Gubernur Sinaloa, Meksiko, Ruben Rocha Moya kembali mundur sementara dari jabatannya hanya sehari setelah menyatakan kembali memimpin negara bagian tersebut.
Ia tercatat baru kembali ke bangku jabatannya sebagai gubernur selama 34 jam.
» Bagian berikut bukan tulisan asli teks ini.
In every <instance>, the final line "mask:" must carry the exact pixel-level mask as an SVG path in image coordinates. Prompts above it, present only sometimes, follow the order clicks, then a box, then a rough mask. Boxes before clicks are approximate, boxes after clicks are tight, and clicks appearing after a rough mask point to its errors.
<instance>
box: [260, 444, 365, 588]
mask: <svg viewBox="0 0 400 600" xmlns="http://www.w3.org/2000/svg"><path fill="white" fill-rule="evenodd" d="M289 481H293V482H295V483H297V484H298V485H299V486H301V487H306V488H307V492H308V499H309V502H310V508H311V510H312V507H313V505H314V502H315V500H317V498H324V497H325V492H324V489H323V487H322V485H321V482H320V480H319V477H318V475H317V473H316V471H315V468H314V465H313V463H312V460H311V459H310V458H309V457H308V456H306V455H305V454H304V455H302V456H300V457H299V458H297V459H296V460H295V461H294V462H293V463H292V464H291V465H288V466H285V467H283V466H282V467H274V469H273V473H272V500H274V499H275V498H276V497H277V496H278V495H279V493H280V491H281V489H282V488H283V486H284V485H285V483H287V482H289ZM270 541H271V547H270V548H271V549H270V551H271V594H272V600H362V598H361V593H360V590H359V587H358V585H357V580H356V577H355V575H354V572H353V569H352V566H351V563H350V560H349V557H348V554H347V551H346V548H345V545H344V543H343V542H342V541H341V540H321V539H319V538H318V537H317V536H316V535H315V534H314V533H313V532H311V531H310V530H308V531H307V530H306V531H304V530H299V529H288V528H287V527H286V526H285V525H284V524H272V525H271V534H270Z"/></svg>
Rocha sebelumnya meninggalkan kedudukan itu pada Mei untuk menghadapi penyelidikan jaksa Meksiko.
Kali ini, Moya meminta libur dengan lama tidak terbatas dan lebih dari 30 hari kepada Kongres Sinaloa pada Sabtu (22/8), dikutip dari AFP.
Keputusan itu diambil sehari setelah Rocha Moya mengumumkan dirinya kembali menjabat usai lebih dari tiga bulan mengambil libur untuk menghadapi penyelidikan mengenai tuduhan perdagangan narkoba dari Amerika Serikat (AS).
"Hari ini, saya kembali menjalankan tugas saya sebagai Gubernur Konstitusional Negara Bagian Sinaloa," tulis Rocha Moya di X pada Jumat (21/8).
Rocha mengatakan dirinya telah menjalani penyelidikan selama 112 hari dan tidak ditemukan bukti nan menunjukkan keterlibatannya dalam tindak kriminal.
"Dengan kata lain, saya tidak melakukan kejahatan," tegasnya.
Didakwa Pemerintah AS
Reuters melaporkan pada April lalu, jaksa federal AS mendakwa Rocha Moya dan sembilan pejabat lainnya atas dugaan bekerja sama dengan faksi Los Chapitos dari Kartel Sinaloa.
Mereka dituduh membantu penyelundupan narkoba ke AS sebagai hadiah support politik dan suap, menurut Reuters.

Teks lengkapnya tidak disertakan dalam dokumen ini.